Son muchas las relaciones e interacciones que establecemos cada día con otras personas. Los medios de comunicación, Internet, las redes sociales, etc. incrementan exponencialmente las posibilidades de interrelación y también los ámbitos de influencia. Pero sabemos que influir no es lo mismo que educar; entonces ¿qué es lo que hace que una persona sea un buen educador? ¿qué educadores querríamos hoy para nuestros amigos, hijos, compañeros de trabajo, padres…?

Amigos viendo una puesta de sol en un lago.

Una relación educativa nos enseña a vivir.

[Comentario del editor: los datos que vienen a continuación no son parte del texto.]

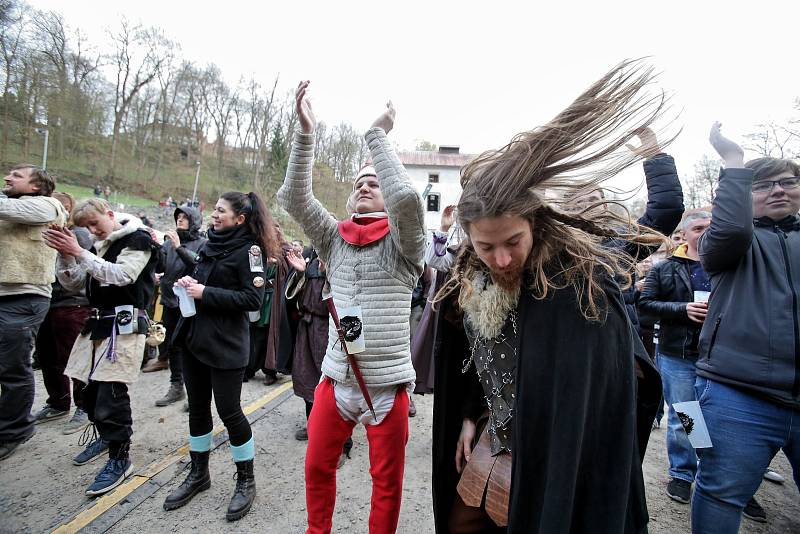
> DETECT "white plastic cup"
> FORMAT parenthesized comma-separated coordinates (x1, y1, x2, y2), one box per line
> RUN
(693, 291, 710, 304)
(173, 284, 196, 317)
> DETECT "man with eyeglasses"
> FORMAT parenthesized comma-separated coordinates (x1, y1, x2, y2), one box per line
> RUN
(689, 123, 800, 533)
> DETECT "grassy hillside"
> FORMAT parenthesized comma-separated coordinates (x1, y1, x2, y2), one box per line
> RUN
(1, 138, 354, 242)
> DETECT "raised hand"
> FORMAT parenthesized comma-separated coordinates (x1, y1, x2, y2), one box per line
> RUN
(285, 249, 306, 272)
(371, 101, 396, 135)
(295, 80, 316, 135)
(440, 205, 457, 232)
(709, 122, 745, 168)
(625, 127, 661, 159)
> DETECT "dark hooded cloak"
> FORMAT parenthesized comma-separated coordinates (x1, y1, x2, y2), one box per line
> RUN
(432, 273, 649, 534)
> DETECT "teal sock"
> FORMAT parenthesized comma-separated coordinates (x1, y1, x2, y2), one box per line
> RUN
(230, 436, 255, 462)
(189, 431, 213, 452)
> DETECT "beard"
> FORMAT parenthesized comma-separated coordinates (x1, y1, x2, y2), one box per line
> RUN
(490, 264, 524, 291)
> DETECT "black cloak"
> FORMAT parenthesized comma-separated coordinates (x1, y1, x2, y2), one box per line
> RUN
(432, 275, 649, 534)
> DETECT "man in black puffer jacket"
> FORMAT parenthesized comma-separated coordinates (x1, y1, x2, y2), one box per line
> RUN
(690, 123, 800, 533)
(144, 206, 207, 407)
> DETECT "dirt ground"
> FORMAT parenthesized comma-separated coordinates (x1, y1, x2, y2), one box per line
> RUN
(0, 368, 797, 533)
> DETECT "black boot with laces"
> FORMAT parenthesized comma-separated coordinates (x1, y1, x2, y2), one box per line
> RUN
(226, 459, 256, 521)
(163, 450, 211, 511)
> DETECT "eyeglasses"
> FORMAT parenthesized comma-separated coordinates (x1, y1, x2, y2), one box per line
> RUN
(752, 176, 800, 194)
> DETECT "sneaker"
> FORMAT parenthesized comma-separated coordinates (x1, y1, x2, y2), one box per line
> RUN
(337, 452, 347, 470)
(294, 427, 308, 441)
(652, 420, 661, 430)
(743, 497, 767, 523)
(763, 469, 785, 484)
(666, 478, 691, 504)
(85, 457, 134, 496)
(155, 383, 186, 407)
(62, 408, 89, 435)
(34, 405, 69, 424)
(73, 437, 110, 466)
(0, 433, 34, 461)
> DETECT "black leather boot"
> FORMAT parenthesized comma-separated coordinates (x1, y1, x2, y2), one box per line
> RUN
(226, 459, 256, 521)
(163, 451, 211, 511)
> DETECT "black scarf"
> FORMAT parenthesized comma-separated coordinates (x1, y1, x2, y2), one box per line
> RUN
(202, 224, 254, 258)
(177, 228, 201, 243)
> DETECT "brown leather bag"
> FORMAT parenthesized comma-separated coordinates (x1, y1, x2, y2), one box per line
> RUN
(456, 429, 511, 527)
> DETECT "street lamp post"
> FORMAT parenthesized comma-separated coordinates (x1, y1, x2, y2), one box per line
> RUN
(191, 161, 201, 206)
(35, 128, 49, 170)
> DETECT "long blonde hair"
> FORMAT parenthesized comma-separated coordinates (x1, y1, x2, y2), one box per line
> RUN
(435, 60, 674, 321)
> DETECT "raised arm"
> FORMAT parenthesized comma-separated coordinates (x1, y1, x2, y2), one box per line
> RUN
(0, 195, 61, 224)
(366, 103, 426, 266)
(698, 122, 753, 273)
(624, 128, 685, 261)
(276, 81, 337, 261)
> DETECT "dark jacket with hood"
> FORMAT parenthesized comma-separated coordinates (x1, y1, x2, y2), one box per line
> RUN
(697, 167, 800, 409)
(50, 226, 93, 308)
(175, 224, 264, 369)
(639, 243, 704, 359)
(158, 206, 207, 308)
(432, 271, 648, 534)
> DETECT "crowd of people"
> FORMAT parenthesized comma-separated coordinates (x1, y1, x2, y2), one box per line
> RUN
(0, 59, 798, 533)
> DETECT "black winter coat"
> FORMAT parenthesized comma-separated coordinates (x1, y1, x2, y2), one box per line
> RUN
(639, 255, 702, 359)
(609, 153, 685, 262)
(176, 226, 265, 369)
(159, 206, 207, 308)
(432, 273, 648, 534)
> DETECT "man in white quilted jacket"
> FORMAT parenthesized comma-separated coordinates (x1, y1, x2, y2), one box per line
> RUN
(278, 80, 425, 534)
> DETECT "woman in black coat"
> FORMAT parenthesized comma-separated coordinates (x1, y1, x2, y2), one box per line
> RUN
(164, 191, 281, 522)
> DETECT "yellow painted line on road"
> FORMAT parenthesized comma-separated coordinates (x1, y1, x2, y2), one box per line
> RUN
(51, 477, 149, 534)
(51, 380, 293, 534)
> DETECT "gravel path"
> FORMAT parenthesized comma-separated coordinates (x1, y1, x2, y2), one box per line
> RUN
(0, 369, 797, 533)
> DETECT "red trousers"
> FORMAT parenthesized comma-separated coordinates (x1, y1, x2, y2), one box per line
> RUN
(305, 377, 409, 534)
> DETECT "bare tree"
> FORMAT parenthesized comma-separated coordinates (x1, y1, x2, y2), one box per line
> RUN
(150, 58, 188, 181)
(320, 122, 368, 182)
(681, 155, 720, 209)
(200, 64, 238, 181)
(0, 0, 26, 159)
(250, 76, 279, 191)
(107, 19, 169, 177)
(744, 121, 800, 159)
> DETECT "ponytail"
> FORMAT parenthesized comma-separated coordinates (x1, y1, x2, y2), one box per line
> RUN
(220, 191, 282, 261)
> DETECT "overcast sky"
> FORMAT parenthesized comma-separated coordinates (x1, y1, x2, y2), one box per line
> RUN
(29, 0, 800, 192)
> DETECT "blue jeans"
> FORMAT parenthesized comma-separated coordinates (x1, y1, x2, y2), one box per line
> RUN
(657, 352, 698, 482)
(692, 377, 800, 534)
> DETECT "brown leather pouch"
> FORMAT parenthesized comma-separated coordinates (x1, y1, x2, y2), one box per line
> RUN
(456, 429, 511, 527)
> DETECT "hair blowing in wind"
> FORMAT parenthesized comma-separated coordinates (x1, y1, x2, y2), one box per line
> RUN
(437, 59, 675, 321)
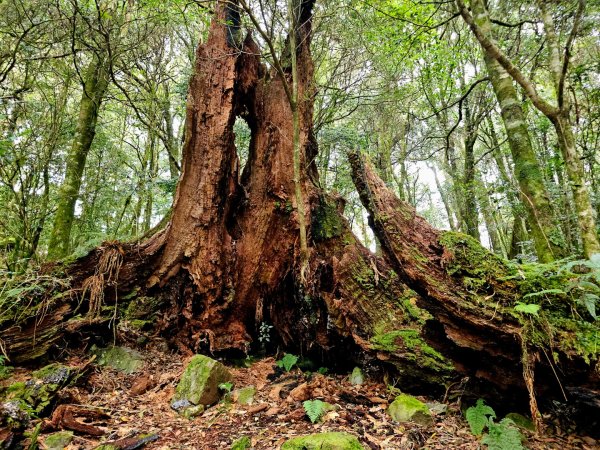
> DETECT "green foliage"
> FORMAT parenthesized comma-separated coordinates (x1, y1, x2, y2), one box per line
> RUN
(218, 382, 233, 393)
(465, 400, 525, 449)
(0, 355, 13, 380)
(562, 254, 600, 319)
(514, 302, 540, 316)
(276, 353, 298, 372)
(481, 418, 525, 450)
(303, 399, 326, 423)
(466, 399, 496, 436)
(231, 436, 251, 450)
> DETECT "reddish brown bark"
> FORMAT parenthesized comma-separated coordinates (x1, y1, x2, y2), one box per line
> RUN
(348, 151, 599, 421)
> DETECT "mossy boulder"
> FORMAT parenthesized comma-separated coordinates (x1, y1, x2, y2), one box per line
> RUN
(388, 394, 433, 426)
(93, 346, 144, 374)
(1, 363, 73, 428)
(171, 355, 232, 412)
(44, 431, 74, 449)
(281, 432, 365, 450)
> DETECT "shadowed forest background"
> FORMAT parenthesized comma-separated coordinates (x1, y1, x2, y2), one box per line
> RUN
(0, 0, 599, 449)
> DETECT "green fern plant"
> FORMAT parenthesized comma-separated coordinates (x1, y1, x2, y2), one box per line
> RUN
(276, 353, 298, 372)
(303, 399, 325, 423)
(482, 418, 525, 450)
(466, 399, 496, 435)
(0, 355, 13, 380)
(465, 400, 525, 450)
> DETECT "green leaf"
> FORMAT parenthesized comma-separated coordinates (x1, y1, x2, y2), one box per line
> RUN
(218, 382, 233, 393)
(572, 281, 600, 294)
(589, 253, 600, 266)
(466, 399, 496, 436)
(303, 399, 325, 423)
(514, 302, 540, 316)
(276, 353, 298, 372)
(481, 418, 525, 450)
(580, 293, 598, 319)
(522, 289, 564, 298)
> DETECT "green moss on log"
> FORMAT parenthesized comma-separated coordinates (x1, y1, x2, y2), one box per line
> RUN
(312, 200, 345, 241)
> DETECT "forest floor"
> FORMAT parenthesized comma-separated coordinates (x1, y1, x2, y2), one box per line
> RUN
(4, 344, 599, 450)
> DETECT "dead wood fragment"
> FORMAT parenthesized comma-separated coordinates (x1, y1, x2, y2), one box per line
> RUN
(47, 405, 108, 436)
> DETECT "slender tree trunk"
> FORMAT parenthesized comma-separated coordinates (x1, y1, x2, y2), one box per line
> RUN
(48, 54, 110, 259)
(476, 176, 505, 256)
(431, 164, 457, 231)
(471, 0, 564, 262)
(462, 133, 481, 241)
(458, 0, 600, 258)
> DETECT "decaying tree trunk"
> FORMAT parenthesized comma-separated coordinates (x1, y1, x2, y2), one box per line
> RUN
(2, 0, 598, 431)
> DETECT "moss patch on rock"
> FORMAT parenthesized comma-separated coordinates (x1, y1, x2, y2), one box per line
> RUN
(44, 431, 74, 450)
(388, 394, 433, 426)
(171, 355, 232, 410)
(1, 364, 73, 428)
(281, 432, 365, 450)
(93, 346, 144, 374)
(232, 386, 256, 405)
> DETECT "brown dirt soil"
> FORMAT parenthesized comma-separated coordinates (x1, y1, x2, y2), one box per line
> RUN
(7, 346, 599, 450)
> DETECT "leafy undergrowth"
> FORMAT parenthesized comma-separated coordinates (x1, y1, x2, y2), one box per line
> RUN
(1, 345, 598, 449)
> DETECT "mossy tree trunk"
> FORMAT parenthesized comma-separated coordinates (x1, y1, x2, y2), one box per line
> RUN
(47, 53, 110, 259)
(457, 0, 600, 259)
(348, 150, 599, 421)
(471, 0, 565, 263)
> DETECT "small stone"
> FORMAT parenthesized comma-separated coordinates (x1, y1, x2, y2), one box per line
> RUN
(94, 346, 144, 374)
(349, 367, 364, 386)
(426, 401, 448, 416)
(33, 364, 70, 384)
(233, 386, 256, 405)
(170, 399, 192, 412)
(44, 431, 74, 450)
(171, 354, 232, 410)
(181, 404, 205, 419)
(388, 394, 433, 426)
(281, 432, 365, 450)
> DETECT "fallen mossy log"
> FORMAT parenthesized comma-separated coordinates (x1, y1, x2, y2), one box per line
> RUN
(348, 150, 599, 428)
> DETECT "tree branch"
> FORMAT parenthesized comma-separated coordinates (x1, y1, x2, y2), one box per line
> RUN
(558, 0, 585, 108)
(455, 0, 558, 118)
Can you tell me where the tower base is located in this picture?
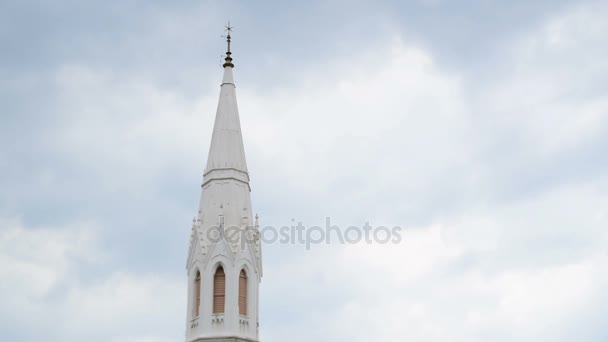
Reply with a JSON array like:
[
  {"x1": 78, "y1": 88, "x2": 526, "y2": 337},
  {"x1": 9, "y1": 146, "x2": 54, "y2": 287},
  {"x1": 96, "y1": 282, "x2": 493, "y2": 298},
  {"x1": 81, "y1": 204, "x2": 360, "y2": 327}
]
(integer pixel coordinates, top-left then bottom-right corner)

Un recordatorio del significado de educar nos puede ayudar a resolver tal cuestión. Educar proviene del latín educere, que significa guiar, conducir. También en el sentido de sacar hacia afuera lo mejor de uno mismo; en definitiva, ayudar al otro a ser él mismo. Desafortunadamente, esto estaría muy alejado de lo que hoy algunos persiguen con la educación: reducirla exclusivamente a la transmisión de conocimientos y capacidades técnicas, perdiendo de vista el amplio y rico sentido de la verdadera educación, que tiene mucho que ver con crecer y muy poco con acumular éxitos.

Creemos que la tarea de educar no sólo se reduce a la educación formal en la escuela y a la labor de los padres (ambas imprescindibles por supuesto); sino más bien, a toda relación positiva; todo contacto en que se dé una afirmación y respeto hacia el otro trae consigo un proceso educativo. Así, un buen amigo, un compañero de trabajo, un atento vecino, un familiar, pueden llegar a ser determinantes en nuestra vida.

Estas relaciones educativas en muchas ocasiones no corresponden a una tarea explícita o consciente de educar, sino que se dan espontáneamente: es esa persona, su modo de vivir, su modo de relacionarse, su manera de entender los diversos acontecimientos, lo que incide en la sensibilidad del otro, le interpela, le cuestiona e incluso le transforma. Y es entonces cuando se experimenta la verdadera libertad, cuando uno se siente un poco más él mismo.

Por tanto, una relación educativa es aquella capaz de enseñarme a vivir. Y esa persona que me hace crecer tiene una forma, un sentido último que rige todas sus palabras y acciones; su vida misma es la que educa a quien entra en relación con él con un mínimo de apertura. Lo hace respetando la libertad del otro, mostrando, guiando, sin imponer ni coartar, porque reconoce que más allá de sí mismo hay algo de misterio, un valor único que no puede —ni debe— controlar o pretender conquistar. Así el buen educador refleja una mirada positiva y amorosa sobre el educando, invitándole a contemplar las cosas y su propia existencia con verdadera apertura de corazón.

Dicho esto, tal vez cabría aquí preguntarse: ¿soy consciente de la dimensión educativa de mis relaciones personales? ¿Tengo en cuenta que mis palabras y mis actos pueden tener un efecto en el otro que no soy capaz de controlar? Es tarea de cada uno intentar responder humildemente y tratar de actuar en consecuencia.